London - In dem Verfahren hatten die Banken zwei Management-Ernennungen der Gesellschaft Formula One Holdings (Foh) angefochten, die der Slec gehört. Die Banken argumentierten, obwohl sie die Mehrheit besäßen, hätten sie wegen der Zusammensetzung des Foh-Boards keine Kontrolle über die Gesellschaft.

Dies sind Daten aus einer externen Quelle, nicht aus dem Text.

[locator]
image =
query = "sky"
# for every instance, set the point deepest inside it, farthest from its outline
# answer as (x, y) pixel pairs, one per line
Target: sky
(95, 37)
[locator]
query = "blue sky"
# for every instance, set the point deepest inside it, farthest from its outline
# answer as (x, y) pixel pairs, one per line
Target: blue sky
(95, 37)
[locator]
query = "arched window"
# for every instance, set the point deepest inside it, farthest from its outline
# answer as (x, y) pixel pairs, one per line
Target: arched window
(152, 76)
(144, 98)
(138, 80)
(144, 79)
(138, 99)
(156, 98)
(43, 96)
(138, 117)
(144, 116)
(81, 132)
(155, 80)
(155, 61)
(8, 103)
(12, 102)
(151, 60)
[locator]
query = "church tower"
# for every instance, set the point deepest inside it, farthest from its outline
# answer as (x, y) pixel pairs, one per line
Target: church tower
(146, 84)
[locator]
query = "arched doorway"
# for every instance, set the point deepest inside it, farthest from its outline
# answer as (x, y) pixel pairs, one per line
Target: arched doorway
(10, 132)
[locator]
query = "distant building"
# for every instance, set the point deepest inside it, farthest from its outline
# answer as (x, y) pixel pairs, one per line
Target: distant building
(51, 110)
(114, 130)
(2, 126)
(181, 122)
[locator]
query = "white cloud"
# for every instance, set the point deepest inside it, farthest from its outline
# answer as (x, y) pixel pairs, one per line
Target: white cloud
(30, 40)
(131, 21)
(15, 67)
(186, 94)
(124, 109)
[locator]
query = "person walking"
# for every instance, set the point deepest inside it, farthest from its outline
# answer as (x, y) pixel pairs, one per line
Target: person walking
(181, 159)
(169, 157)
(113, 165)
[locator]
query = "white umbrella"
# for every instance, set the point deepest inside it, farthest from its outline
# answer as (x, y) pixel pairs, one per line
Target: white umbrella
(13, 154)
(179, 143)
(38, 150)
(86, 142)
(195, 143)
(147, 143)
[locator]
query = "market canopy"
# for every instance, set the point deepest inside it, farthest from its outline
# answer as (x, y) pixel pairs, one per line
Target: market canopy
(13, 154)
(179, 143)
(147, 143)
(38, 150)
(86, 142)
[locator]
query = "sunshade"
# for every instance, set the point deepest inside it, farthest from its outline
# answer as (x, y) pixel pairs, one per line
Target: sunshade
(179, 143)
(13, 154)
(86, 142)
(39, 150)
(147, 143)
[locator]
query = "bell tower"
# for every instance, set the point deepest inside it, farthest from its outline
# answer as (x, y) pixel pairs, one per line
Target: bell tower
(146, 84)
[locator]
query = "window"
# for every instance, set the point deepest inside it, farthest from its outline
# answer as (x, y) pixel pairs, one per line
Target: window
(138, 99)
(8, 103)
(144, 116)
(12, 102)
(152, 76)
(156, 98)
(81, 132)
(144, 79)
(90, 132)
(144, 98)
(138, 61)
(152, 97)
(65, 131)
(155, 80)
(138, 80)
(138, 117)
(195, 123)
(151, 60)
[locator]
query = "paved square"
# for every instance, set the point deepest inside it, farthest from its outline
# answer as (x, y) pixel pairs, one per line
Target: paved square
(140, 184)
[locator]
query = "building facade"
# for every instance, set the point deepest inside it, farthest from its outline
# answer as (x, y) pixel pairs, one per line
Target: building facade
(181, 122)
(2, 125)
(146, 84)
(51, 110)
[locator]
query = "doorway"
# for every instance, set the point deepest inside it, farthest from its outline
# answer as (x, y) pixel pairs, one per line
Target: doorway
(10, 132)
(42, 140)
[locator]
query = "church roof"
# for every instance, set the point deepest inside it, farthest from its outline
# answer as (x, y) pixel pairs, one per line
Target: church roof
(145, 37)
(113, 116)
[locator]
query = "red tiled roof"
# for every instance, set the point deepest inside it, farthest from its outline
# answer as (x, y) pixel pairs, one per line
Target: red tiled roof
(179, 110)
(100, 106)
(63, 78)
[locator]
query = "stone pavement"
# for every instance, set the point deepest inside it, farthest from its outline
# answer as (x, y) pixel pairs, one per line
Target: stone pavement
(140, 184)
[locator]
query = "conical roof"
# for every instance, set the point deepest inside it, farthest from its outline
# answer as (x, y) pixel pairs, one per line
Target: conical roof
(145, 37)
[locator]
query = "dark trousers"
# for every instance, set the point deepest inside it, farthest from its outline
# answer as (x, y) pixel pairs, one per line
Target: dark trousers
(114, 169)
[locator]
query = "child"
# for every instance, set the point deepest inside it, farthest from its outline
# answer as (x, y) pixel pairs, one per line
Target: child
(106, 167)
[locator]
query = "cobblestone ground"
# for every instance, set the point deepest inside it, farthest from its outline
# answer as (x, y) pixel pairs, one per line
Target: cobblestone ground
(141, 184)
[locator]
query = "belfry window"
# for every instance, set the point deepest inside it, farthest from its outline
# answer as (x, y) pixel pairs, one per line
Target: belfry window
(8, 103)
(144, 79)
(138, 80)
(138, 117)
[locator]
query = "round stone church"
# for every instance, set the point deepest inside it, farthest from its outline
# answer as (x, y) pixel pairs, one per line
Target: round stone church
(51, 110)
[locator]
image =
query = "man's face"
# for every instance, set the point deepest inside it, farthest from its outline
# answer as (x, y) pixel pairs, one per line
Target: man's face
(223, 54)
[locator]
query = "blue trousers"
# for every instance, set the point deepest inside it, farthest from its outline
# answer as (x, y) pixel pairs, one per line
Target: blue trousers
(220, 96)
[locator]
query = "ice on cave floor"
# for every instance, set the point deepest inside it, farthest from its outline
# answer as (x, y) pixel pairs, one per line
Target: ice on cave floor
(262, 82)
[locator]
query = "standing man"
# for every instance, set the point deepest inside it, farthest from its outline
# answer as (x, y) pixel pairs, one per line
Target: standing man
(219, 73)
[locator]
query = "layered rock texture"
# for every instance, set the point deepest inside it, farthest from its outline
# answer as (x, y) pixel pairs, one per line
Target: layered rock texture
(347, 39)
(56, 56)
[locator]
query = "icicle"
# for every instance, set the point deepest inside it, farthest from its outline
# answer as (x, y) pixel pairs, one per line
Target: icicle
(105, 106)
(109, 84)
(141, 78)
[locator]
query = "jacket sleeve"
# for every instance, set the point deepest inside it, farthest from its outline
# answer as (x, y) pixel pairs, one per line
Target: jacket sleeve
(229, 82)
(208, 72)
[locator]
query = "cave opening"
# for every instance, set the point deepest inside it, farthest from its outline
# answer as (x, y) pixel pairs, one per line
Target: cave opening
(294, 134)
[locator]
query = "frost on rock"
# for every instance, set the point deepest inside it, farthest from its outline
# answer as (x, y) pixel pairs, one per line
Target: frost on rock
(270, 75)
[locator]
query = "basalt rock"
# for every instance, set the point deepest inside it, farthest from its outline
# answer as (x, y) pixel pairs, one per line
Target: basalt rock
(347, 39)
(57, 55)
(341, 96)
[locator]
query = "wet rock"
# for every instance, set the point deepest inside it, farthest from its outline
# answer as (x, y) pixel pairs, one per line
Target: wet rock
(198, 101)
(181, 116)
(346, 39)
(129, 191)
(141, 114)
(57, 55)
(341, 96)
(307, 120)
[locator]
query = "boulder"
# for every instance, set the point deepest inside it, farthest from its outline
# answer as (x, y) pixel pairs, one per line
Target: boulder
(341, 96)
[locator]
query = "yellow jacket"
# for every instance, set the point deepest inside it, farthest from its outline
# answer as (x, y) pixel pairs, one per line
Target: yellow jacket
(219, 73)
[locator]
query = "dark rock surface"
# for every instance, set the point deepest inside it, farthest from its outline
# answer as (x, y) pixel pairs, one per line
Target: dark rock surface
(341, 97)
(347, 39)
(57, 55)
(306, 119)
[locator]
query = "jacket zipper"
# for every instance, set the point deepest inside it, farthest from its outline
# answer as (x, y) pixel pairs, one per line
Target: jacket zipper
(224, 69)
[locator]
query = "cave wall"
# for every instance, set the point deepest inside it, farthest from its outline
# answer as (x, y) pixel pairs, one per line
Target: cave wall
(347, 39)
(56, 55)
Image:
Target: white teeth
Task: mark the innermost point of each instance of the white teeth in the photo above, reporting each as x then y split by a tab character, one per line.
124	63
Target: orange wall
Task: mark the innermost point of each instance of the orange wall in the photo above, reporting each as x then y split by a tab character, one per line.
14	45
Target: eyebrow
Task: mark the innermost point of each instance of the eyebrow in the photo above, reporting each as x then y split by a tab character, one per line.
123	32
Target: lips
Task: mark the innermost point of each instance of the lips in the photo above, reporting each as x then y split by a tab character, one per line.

Die Banken ringen seit langem um mehr Macht in der Formel 1, die faktisch noch immer von Ecclestone kontrolliert wird, obwohl dieser über eine Familien-Holding nur noch über rund 25 Prozent der Slec-Anteile verfügt. Die Gerichtsentscheidung könnte nun die Kontrolle Ecclestones über die lukrative Formel 1 schwächen. Das Verfahren wird auch von den in der Rennserie aktiven Autoherstellern wie DaimlerChrysler, BMW, Renault oder Fiat (Ferrari) aufmerksam verfolgt. Sie drohen, ab 2008 eine eigene Rennsportserie aufzubauen, falls sie nicht einen höheren Anteil aus den Erlösen der Formel 1 erhalten.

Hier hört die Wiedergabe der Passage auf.